Herding is hard work. The morass of 500 animals is like an acre of jello. It sticks together, but also oozes apart. Individuals will always breakaway to seek fresh grass. There are only four herders at a time, plus Nduwani, to keep this gelatinous assemblage together, and slowly, ever so slowly, moving in the desired direction, at the desired density. The livestock eat and walk. Eat and walk. Eat and walk. Grabbing the tops of plants with their massive tongues, and moving on. By mid day it is extremely hot, but there is no break for lunch. Nduwani had an apple and and orange only because I gave him mine.
The grazing plan calls for them to be in this area for four days, and not a minute more. They amble through thickets, vleis, and across the riparian areas, trampling seven foot high grass and drinking as they go. The embankments are pristine – because of the planned grazing. Reeds and grass now grow right to the edges. Erosion on this land has been reversed, and the rivers run longer into the dry season. Unlike conventional grazing that is deleterious, this is the stomach that heals.
At one point Nduwani points to a field of grass and says, “This used to be bare. Bare. Bad ground”, waving his hand over an area, the boundaries of which he can discern, but I can’t, while the dogs follow his hand gestures, as if he’s talking to them. Bending down he pushes some grass apart and then grabs dark dirt from the base of the plants. “Now. Good soil”, he says, “Good soil”.
That night I sit with herders around the fire. They are Soccer, Unit and Artwain. Yes, those are their names. Knowledge and Abednicho have left for the night to attend a football (soccer) match. I have also met locals with names like Innocent, Patience, Courage, and January.

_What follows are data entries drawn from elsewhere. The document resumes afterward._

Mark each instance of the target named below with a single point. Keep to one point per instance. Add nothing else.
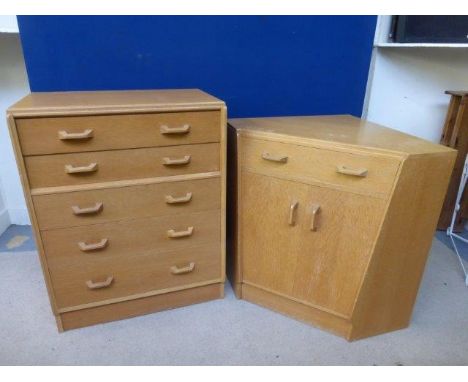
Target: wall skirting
(4, 220)
(19, 216)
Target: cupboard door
(322, 258)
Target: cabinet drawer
(133, 275)
(99, 206)
(104, 166)
(53, 135)
(131, 237)
(356, 172)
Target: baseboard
(4, 220)
(19, 216)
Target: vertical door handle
(292, 212)
(77, 210)
(70, 169)
(313, 220)
(184, 129)
(182, 199)
(175, 270)
(99, 284)
(65, 135)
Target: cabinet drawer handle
(313, 220)
(70, 169)
(64, 135)
(77, 210)
(178, 271)
(100, 284)
(174, 162)
(182, 199)
(184, 129)
(292, 212)
(93, 246)
(175, 234)
(362, 172)
(275, 157)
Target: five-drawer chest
(330, 219)
(126, 195)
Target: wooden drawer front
(310, 165)
(100, 206)
(131, 237)
(133, 275)
(94, 133)
(104, 166)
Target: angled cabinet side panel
(233, 268)
(390, 287)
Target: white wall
(13, 86)
(406, 88)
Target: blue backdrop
(259, 65)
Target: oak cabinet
(332, 219)
(126, 194)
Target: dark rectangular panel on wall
(260, 65)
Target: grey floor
(228, 331)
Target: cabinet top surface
(338, 130)
(113, 101)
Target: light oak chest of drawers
(330, 219)
(126, 194)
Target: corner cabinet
(331, 219)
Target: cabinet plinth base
(131, 308)
(310, 315)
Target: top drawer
(105, 132)
(361, 173)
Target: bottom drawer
(78, 284)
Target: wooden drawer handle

Other than the leader, Nduwani, the rest are young men, almost boys (plus one woman – who stayed with the camp). They speak almost no English, but of course, more so than I speak Ndebele (although what I do know is appreciated, if not at least a source of amusement). They have almost no possessions. If I can give them a hat or a long sleeve shirt, it is sincerely accepted. As temperatures plunge, we sit by the fire and attempt conversation, which is good natured and full of both laughter and long pauses of bewilderment. The fire (umlilo) sends out arms of warmth while they eat a typical dinner of sadza and fried fish. Above, the stars blaze and from the woods we hear a distinct call. “What is that”, I inquire. “Wild dogs”, they reply, without hesitation.